Efendim 'adalet sokaklarda aranmaz'. Peki ben onlara sorayım: Demokrasi sokaklarda aranır mı? 15 Temmuz'da demokrasiyi nerede kazandık. Vatandaşları sokağa kim çağırdı? Bu beyefendi çağırdı? Bu ülkeye adalet gelinceye kadar sonuna kadar mücadele edeceğim. Bedel ödeyecekmişin, hiçbir korkum yok.
Niçin rahatsız oluyor Binali Bey? Ben adalet için yürüyorum. Binali Bey şunu düşünmüyor mu acaba? Sözcü'nün 2 muhabiri atıldı hapse, itiraz edildi, yargıç karar veriyor.... Deliller toplanamadığı için tutukluluklarının devamına... Ben 80 milyon için adalet arıyorum."

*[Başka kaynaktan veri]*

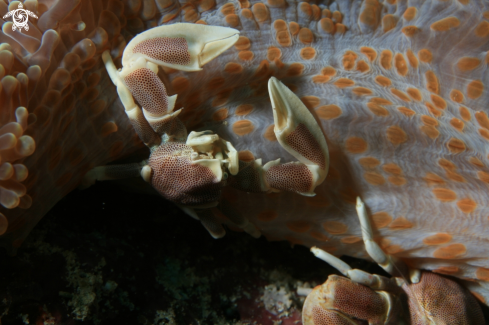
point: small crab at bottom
(411, 296)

BAHÇELİ'YE TEPKİ: "ADALET NEREDE?"
Adalet Yürüyüşü için yapılan eleştirilere değinen Kılıçdaroğlu, Provokasyon iddiları ve Bahçeli’den gelen tepkiler hakkında da açıklamada bulundu.
Kılıçdaroğlu'nun açıklamalarından satıraşları şöyle:
"Yanımızda yürüyen çok sayıda ülkücü kardeşim var. Hiçbir gerçek Ülkücü provokasyona alet olmaz ben bundan eminim. Bir kere ülkücü dediğin adaleti ilke edinir biz adalet için yürüyüşü yapıyoruz. Ben ülkücüler gelecek demedim Ülkücü görünümlü provokatörler gelecek dedim.

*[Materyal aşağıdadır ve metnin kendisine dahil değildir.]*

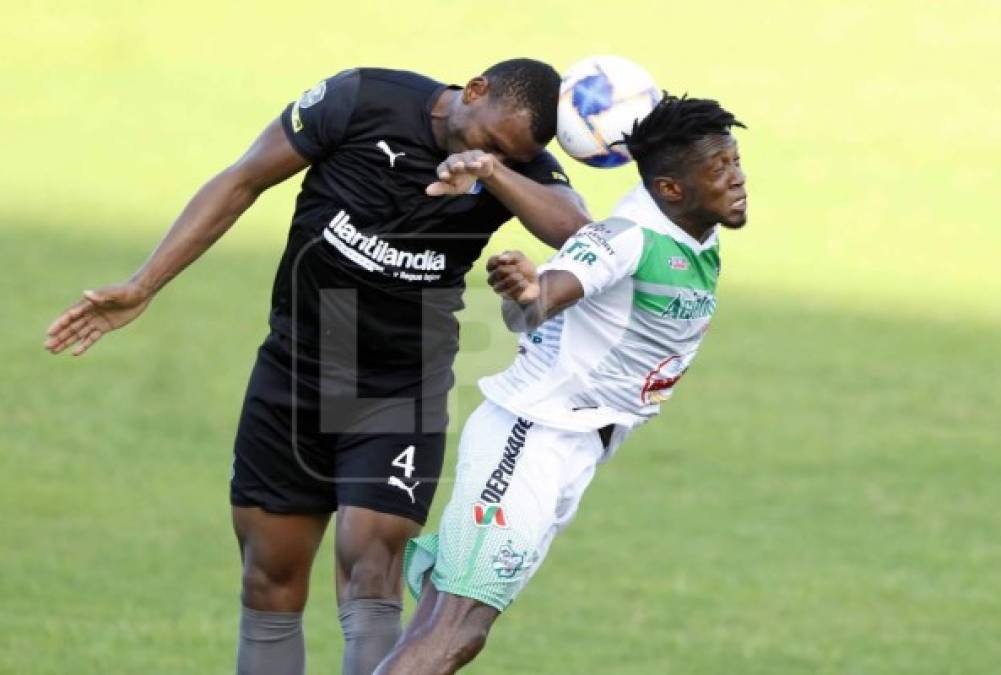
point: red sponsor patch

İkincisi ben şunu meral ediyorum bu ülkenin neresinde adalet var? İsterse Hükümet’e taşeronluk yapabilir. Bana soruyor “adaleti buldun mu?” Hayır bulamadık onun için zaten adalet yürüyüşü yapıyoruz.
HDP’lilerin yürüyüşe katılması hakkında açıklama yapan Kılıçdaroğlu, FETÖ iddialarına sert tepki gösterdi. Ben FETÖ’nün “arkasından ne olur dön” diye yalvarmadım. Emniyeti askeriyeyi ellerine teslim eden ben değildi. Geçen referandumda Gülen “Gerekirse ölüleri yatağından kaldırın da Kılıçdaroğlu’nda oy versin” mi dedi?

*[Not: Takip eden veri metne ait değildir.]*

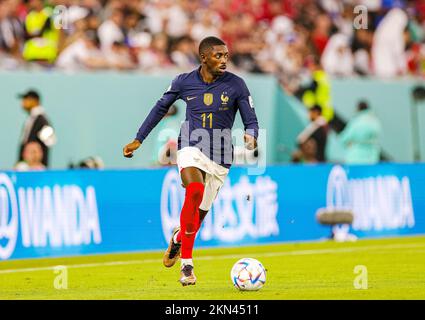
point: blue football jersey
(210, 113)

Siz FETÖ’nün terörist olduğunu 17/25’de öğrenmediniz 2004’de söylediler bunu size uyardılar ne yaptınız? “Siz ne istediniz de biz vermedik” diyen bunlar değil miydi? Şimdi gelmiş beni suçluyorlar."
İÇ TÜZÜK VE AİHM KARARI
"AKP ve MHP'nin iç tüzük görüşmeleri ile ilgili olarak, Değişiklikleri henüz görmedim. Ön yargılı değiliz. Ama parlamentoda milletvekillerinin kürsüde çıkıp konuşması lazım. Bizi mecliste konuşturmazlarsa nerede konuşacağız? Adaleti sağlayana kadar bütün alanları zorlayacağız.
Referandum konularına AİHM bakmıyor. Ama bizdeki referandum totaliter bir rejimi öngörüyor. Dolayısıyla demokrasi ağır yaralar almaya başladı, bu bağlamda müracatımızı yaptık. Olumlu karar çıkacağını düşünüyorum.
Eleştirileri saygıyla karşılarım ancak geç gelen bir olay değil. Eğer biz 16 Nisan akşamı sokağa çıkmış olsaydık, toplum zaten çok gergindi, çok sayıda can kaybına neden olabilirdik. Biz sorumlu bir partiyiz. Sorun bizim insanlarımızda değil, sorun YSK içindeki çetede. 1 üye hariç YSK içindeki çetede. O çete yasaya uymadı ve aksine karar verdi. Onların yatacak yeri yoktur. Tamamının atılması lazım. Mühürsüz oy pusulası gerçersizdir diyor, bunlar diyor ki geçerlidir. Neye dayanarak bunu yapıyorsunuz siz?"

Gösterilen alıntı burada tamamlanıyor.